El segundo camino a transitar es la alegría. No se trata de las alegrías asociadas a algo momentáneo, ni de consentir los modelos de evasión o de diversión consumista; sino de una alegría más grande, que acompaña y sostiene la vida también en los momentos oscuros o dolorosos, y esto es un don que viene de lo alto, de Dios. Es la alegría del corazón suscitada por el Evangelio, es saber que a lo largo del camino no estamos solos y que aún en las situaciones de pobreza, de pecado, de aflicción, Dios es cercano, cuida de nosotros y no permitirá que la muerte tenga la última palabra. Dios es cercano, cercanía.

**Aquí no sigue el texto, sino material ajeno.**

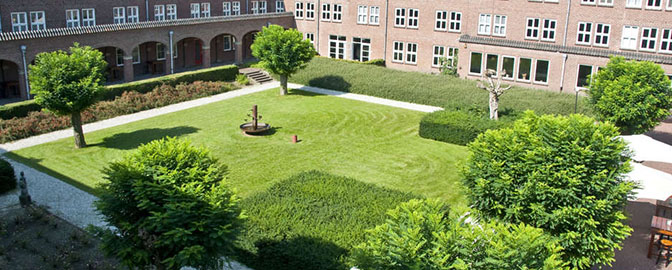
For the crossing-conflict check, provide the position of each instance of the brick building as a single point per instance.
(139, 38)
(548, 44)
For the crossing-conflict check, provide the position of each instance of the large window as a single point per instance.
(361, 49)
(19, 22)
(476, 63)
(337, 46)
(541, 72)
(72, 18)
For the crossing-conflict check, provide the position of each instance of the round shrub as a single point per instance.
(633, 95)
(424, 234)
(171, 208)
(7, 177)
(565, 175)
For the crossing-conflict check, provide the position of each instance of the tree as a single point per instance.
(282, 52)
(424, 234)
(495, 88)
(67, 84)
(634, 95)
(170, 207)
(563, 174)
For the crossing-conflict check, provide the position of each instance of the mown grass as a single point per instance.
(372, 143)
(437, 90)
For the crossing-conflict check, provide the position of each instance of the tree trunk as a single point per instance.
(494, 106)
(76, 120)
(283, 84)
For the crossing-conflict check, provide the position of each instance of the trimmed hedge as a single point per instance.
(222, 73)
(312, 221)
(460, 126)
(7, 177)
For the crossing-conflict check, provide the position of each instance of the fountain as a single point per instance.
(254, 127)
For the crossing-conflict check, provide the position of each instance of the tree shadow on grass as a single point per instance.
(131, 140)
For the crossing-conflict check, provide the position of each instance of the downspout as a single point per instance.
(25, 70)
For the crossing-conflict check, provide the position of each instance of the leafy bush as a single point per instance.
(565, 175)
(312, 221)
(7, 177)
(130, 102)
(458, 127)
(634, 95)
(424, 234)
(170, 207)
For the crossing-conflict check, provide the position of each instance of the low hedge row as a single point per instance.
(459, 126)
(41, 122)
(222, 73)
(312, 221)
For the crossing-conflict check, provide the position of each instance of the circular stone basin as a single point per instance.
(248, 128)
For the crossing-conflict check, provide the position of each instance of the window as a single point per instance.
(133, 16)
(411, 53)
(160, 51)
(338, 13)
(72, 18)
(649, 36)
(508, 67)
(654, 4)
(326, 12)
(583, 33)
(361, 48)
(633, 3)
(19, 21)
(159, 12)
(629, 39)
(666, 41)
(227, 43)
(583, 78)
(438, 53)
(195, 10)
(337, 46)
(548, 30)
(171, 12)
(398, 52)
(37, 20)
(310, 11)
(484, 21)
(602, 34)
(524, 69)
(476, 63)
(119, 15)
(541, 72)
(532, 28)
(235, 8)
(362, 14)
(279, 6)
(413, 17)
(88, 17)
(455, 22)
(374, 15)
(400, 17)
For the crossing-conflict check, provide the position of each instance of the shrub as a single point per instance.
(130, 102)
(424, 234)
(458, 127)
(170, 207)
(7, 177)
(565, 175)
(633, 95)
(312, 221)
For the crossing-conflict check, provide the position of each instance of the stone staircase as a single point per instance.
(256, 76)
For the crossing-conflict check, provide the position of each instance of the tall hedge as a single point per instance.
(565, 175)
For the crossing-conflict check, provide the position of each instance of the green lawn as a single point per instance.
(368, 142)
(436, 90)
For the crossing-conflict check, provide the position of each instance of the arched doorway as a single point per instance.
(222, 49)
(10, 88)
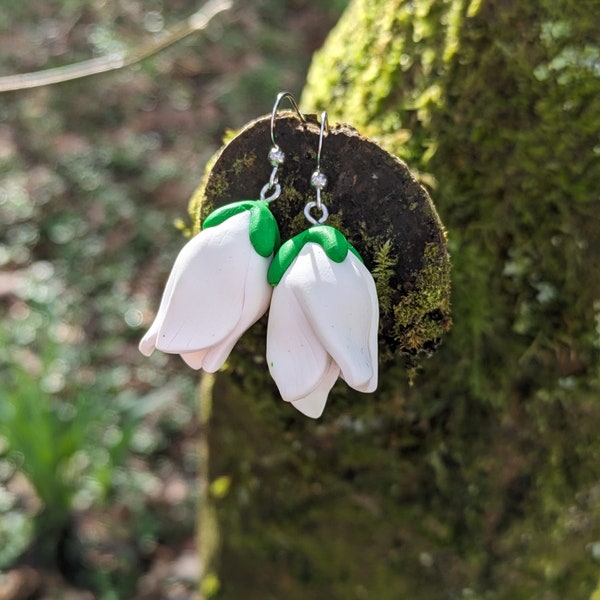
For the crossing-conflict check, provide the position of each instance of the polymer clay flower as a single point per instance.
(323, 319)
(218, 286)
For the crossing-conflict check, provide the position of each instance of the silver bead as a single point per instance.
(318, 180)
(276, 156)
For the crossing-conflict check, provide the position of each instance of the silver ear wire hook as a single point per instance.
(276, 155)
(318, 180)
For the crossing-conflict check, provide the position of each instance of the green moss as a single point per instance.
(491, 457)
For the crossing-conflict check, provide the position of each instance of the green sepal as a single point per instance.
(334, 243)
(264, 232)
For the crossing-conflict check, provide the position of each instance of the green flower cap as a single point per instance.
(334, 243)
(264, 233)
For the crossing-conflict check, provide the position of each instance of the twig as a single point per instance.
(197, 22)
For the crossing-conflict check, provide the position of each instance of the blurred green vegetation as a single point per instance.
(98, 456)
(481, 481)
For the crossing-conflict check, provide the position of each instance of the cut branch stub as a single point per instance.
(372, 199)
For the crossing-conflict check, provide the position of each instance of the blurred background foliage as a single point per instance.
(480, 482)
(98, 453)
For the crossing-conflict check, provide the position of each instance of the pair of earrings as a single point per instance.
(322, 300)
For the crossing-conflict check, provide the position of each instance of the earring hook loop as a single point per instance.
(276, 156)
(324, 131)
(318, 179)
(281, 96)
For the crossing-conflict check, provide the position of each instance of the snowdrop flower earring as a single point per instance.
(324, 313)
(218, 284)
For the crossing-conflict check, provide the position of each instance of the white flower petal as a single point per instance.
(297, 360)
(209, 287)
(195, 359)
(148, 342)
(256, 302)
(340, 303)
(313, 404)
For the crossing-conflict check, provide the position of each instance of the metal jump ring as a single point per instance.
(273, 196)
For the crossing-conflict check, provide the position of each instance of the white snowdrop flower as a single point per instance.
(218, 286)
(323, 319)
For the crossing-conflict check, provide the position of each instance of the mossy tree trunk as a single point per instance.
(482, 479)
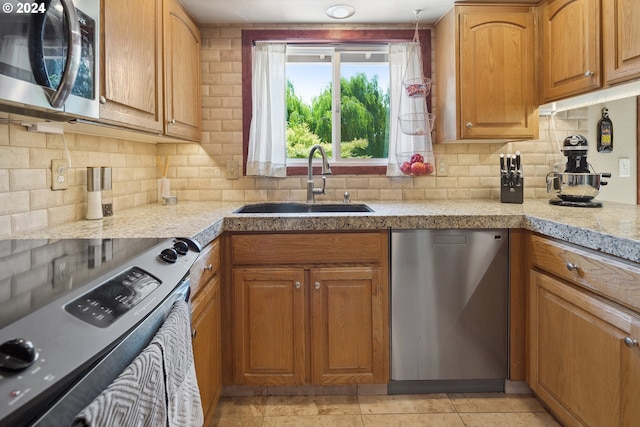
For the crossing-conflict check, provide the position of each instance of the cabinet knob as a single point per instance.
(572, 267)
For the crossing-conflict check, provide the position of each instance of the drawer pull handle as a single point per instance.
(572, 267)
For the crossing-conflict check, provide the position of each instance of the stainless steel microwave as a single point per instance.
(49, 57)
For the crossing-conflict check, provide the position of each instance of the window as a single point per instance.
(338, 97)
(354, 51)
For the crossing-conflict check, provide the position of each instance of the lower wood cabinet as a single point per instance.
(269, 313)
(584, 360)
(301, 322)
(206, 328)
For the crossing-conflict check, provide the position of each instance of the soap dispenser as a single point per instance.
(94, 195)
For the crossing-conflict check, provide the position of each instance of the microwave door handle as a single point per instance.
(59, 97)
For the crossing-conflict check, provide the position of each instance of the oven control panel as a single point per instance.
(103, 305)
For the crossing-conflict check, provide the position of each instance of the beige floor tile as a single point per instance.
(495, 402)
(314, 421)
(237, 422)
(405, 404)
(520, 419)
(311, 405)
(413, 420)
(238, 407)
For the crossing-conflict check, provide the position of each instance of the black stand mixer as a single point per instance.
(577, 185)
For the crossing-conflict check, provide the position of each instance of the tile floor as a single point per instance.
(441, 410)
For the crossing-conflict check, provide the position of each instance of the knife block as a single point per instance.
(512, 193)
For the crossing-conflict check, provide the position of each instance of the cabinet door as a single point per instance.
(132, 64)
(575, 353)
(269, 323)
(348, 326)
(570, 48)
(497, 80)
(631, 378)
(207, 345)
(182, 69)
(621, 39)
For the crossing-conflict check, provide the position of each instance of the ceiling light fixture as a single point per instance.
(340, 11)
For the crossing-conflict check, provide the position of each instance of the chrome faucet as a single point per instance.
(326, 170)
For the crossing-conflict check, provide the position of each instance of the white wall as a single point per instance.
(623, 115)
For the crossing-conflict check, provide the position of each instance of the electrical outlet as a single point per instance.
(59, 176)
(624, 167)
(232, 169)
(443, 168)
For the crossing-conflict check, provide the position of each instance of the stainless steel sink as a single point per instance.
(291, 207)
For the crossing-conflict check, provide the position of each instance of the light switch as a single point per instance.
(624, 167)
(232, 169)
(59, 176)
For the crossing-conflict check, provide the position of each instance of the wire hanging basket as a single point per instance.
(417, 88)
(416, 123)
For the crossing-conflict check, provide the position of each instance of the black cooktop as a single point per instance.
(34, 272)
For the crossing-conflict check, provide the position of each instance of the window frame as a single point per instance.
(249, 37)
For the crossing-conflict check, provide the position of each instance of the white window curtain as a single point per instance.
(267, 135)
(405, 63)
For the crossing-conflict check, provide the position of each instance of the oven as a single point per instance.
(75, 313)
(49, 57)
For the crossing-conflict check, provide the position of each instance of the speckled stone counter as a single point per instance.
(613, 229)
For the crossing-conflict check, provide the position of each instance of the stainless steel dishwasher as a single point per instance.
(449, 310)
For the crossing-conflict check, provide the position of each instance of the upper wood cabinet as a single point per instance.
(621, 40)
(182, 73)
(132, 81)
(151, 68)
(570, 32)
(485, 74)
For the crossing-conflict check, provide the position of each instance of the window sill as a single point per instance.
(340, 170)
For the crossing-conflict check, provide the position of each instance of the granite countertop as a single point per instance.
(613, 229)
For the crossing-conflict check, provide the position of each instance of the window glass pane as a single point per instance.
(364, 105)
(359, 128)
(309, 118)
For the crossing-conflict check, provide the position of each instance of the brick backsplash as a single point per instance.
(198, 171)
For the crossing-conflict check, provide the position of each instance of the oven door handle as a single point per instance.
(58, 97)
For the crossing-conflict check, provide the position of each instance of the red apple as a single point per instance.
(429, 167)
(418, 168)
(417, 157)
(405, 167)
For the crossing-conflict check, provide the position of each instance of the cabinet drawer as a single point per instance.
(207, 265)
(308, 248)
(604, 274)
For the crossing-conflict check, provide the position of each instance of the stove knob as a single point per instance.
(17, 354)
(181, 247)
(169, 255)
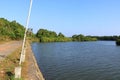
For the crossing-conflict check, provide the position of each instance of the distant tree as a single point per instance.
(60, 35)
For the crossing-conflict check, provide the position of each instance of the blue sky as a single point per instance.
(88, 17)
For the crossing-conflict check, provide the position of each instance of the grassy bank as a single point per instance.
(8, 65)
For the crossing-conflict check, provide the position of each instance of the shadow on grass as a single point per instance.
(10, 76)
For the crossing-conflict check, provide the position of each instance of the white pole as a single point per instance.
(24, 40)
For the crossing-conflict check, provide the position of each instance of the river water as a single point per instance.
(98, 60)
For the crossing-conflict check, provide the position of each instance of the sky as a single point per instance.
(87, 17)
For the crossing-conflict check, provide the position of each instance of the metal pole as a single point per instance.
(27, 23)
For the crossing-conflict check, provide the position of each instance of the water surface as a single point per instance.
(98, 60)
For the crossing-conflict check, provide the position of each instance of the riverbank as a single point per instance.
(9, 59)
(33, 71)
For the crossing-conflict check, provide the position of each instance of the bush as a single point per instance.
(118, 42)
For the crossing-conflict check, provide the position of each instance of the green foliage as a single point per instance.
(10, 30)
(51, 36)
(118, 42)
(83, 38)
(107, 38)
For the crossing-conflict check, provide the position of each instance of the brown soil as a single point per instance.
(9, 47)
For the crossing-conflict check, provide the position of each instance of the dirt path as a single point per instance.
(33, 71)
(9, 47)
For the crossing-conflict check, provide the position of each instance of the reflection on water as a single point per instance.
(98, 60)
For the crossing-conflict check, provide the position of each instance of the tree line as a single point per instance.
(50, 36)
(15, 31)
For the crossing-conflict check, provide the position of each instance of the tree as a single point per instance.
(60, 35)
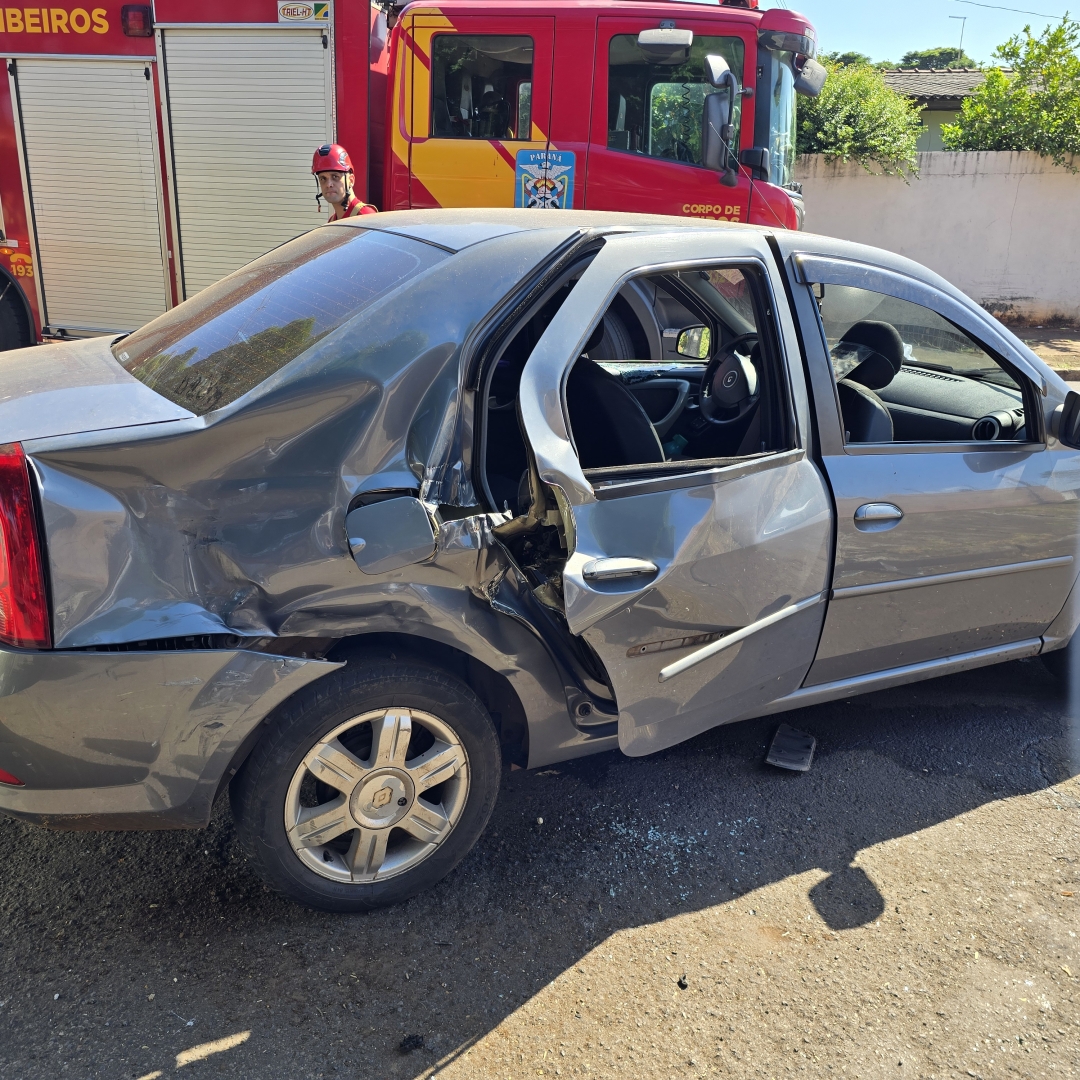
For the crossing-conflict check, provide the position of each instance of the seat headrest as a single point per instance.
(877, 369)
(595, 337)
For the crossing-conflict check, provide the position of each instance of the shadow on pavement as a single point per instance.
(157, 942)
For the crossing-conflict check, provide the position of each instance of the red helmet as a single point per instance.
(331, 158)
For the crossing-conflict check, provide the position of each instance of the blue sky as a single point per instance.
(886, 30)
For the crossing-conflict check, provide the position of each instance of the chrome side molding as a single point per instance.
(940, 579)
(898, 676)
(733, 638)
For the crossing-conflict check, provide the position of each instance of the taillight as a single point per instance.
(24, 613)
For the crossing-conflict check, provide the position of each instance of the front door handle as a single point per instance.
(877, 516)
(615, 569)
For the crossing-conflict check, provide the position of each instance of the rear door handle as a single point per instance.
(877, 516)
(613, 569)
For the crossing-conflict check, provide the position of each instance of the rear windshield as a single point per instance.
(214, 348)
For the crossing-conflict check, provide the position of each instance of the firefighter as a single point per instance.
(334, 174)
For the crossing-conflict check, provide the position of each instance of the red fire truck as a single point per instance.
(148, 150)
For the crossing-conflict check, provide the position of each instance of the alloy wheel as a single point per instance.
(377, 795)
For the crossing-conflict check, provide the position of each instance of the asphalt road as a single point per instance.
(907, 908)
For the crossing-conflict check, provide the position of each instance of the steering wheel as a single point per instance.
(730, 386)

Mucho antes de ser Papa, Joseph Ratzinger escribió que una regla del discernimiento es la siguiente: “donde falta la alegría, donde muere el humor, ni siquiera existe el Espíritu Santo […]. Y viceversa: la alegría es signo de gracia” (El Dios de Jesucristo, Brescia 1978, 129) Es bonito. Quisiera entonces decirles que su predicación, su modo de celebrar, su servicio y apostolado deben dejar traslucir la alegría del corazón, ya que esto suscita preguntas y atrae incluso a los más alejados. La alegría del corazón, no la sonrisa del momento. Agradezco a sor Agnese y le digo: la alegría es el camino. Cuando la fidelidad se presenta difícil, debemos mostrar — como tú lo has dicho— que esta virtud es un “camino a la felicidad”. Y entonces, viendo hacia dónde conduce el camino, estamos más preparados para iniciarlo.
El tercer itinerario es la misericordia. El Evangelio, acogido y compartido, recibido y donado, nos conduce a la alegría, porque nos hace descubrir que Dios es el Padre de la misericordia, que se conmueve por nosotros, que nos levanta de nuestras caídas, que nunca nos retira su amor.